Copropriété : charges, syndic et droits des copropriétaires

Comprendre les charges de copropriété

En France, plus de 10 millions de logements sont situés dans des copropriétés. Lorsqu’on devient propriétaire dans un immeuble collectif, on intègre automatiquement une copropriété régie par la loi du 10 juillet 1965 et le décret du 17 mars 1967. Ce statut implique des droits, mais aussi des obligations, notamment financières à travers les charges de copropriété.

Les charges se répartissent en deux catégories. Les charges générales couvrent l’entretien, la conservation et l’administration des parties communes (nettoyage, éclairage, assurance immeuble, honoraires du syndic). Les charges spéciales correspondent aux services collectifs et équipements communs dont l’utilité diffère selon les lots (ascenseur, chauffage collectif, gardiennage). La répartition est fixée par le règlement de copropriété, en proportion des tantièmes de chaque lot.

Le budget de la copropriété

Chaque année, l’assemblée générale (AG) des copropriétaires vote un budget prévisionnel qui couvre les dépenses courantes. Le montant des charges varie énormément selon le type d’immeuble, son ancienneté et ses équipements.
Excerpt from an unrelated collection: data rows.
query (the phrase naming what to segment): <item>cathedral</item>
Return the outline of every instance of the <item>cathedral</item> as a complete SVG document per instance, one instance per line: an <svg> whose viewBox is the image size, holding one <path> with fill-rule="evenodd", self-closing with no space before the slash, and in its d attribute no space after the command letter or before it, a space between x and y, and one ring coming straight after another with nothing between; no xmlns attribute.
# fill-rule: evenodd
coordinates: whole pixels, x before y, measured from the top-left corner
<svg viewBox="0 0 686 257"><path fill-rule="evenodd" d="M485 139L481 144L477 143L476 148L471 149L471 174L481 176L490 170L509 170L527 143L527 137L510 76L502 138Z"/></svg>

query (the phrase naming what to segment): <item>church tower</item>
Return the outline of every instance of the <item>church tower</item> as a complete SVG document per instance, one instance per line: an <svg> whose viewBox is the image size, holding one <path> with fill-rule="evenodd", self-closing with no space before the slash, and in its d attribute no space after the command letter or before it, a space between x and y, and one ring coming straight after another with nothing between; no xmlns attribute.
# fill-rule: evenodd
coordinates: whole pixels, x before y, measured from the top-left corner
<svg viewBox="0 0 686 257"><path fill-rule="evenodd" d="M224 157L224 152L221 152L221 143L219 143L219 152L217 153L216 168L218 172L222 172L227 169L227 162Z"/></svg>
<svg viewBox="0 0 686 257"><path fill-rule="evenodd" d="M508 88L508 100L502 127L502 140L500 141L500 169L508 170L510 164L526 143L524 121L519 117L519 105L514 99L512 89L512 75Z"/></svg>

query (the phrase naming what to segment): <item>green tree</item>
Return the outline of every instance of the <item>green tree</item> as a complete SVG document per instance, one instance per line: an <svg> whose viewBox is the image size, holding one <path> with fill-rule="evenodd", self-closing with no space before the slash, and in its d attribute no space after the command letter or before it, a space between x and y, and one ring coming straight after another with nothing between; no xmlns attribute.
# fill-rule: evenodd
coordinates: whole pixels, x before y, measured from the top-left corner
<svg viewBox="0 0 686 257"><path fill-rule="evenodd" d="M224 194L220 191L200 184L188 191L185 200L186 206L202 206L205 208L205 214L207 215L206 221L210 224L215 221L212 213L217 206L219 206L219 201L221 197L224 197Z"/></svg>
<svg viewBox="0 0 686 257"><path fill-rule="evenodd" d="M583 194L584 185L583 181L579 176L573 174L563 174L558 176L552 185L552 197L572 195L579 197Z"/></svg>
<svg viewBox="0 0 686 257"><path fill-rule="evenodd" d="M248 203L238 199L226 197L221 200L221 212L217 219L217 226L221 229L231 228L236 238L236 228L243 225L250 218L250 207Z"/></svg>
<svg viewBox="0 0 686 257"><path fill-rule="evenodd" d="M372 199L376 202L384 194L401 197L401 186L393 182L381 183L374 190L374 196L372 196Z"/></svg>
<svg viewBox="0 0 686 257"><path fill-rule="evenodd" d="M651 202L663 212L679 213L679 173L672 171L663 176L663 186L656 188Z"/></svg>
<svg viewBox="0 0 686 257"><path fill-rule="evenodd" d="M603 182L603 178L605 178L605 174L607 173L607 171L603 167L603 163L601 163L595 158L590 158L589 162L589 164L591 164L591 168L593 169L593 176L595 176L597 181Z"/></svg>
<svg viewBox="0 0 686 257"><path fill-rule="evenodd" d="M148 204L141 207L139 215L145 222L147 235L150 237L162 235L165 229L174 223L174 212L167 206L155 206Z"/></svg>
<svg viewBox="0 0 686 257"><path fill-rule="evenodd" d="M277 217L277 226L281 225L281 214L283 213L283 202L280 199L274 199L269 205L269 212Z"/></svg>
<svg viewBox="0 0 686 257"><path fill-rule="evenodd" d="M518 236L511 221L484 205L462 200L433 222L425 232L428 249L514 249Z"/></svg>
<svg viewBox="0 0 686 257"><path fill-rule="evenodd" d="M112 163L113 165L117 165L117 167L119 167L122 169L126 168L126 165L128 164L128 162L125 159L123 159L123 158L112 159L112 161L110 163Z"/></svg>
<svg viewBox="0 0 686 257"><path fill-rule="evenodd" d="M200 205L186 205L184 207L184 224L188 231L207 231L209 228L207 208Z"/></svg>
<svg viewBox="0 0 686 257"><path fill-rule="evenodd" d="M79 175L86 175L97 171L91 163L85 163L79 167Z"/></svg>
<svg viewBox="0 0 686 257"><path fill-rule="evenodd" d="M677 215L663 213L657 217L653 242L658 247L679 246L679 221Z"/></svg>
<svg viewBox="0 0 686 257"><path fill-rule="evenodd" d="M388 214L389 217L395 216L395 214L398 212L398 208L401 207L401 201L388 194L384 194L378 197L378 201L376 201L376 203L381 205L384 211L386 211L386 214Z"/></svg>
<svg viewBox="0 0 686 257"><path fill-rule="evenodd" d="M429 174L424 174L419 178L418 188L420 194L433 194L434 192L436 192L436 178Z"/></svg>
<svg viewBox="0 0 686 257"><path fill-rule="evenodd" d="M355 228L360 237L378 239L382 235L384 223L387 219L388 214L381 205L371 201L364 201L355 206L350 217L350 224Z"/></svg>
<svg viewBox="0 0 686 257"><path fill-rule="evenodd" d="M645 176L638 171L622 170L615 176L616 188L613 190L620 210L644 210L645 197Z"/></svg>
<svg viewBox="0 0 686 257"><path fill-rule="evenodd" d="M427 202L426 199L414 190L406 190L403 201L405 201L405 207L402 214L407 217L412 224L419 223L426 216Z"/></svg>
À titre indicatif, les charges moyennes en France oscillent entre 30 et 60 €/m²/an en immeuble standard, et peuvent dépasser 80 €/m²/an dans des résidences avec piscine, gardien ou ascenseur récent.

Depuis la loi ALUR de 2014, un fonds de travaux obligatoire doit être constitué dans toute copropriété de plus de 10 lots, à hauteur d’au minimum 5 % du budget prévisionnel annuel. Ce fonds permet d’anticiper les grosses réparations (ravalement de façade, remplacement de toiture, mise aux normes ascenseur) sans avoir recours à des appels de fonds exceptionnels.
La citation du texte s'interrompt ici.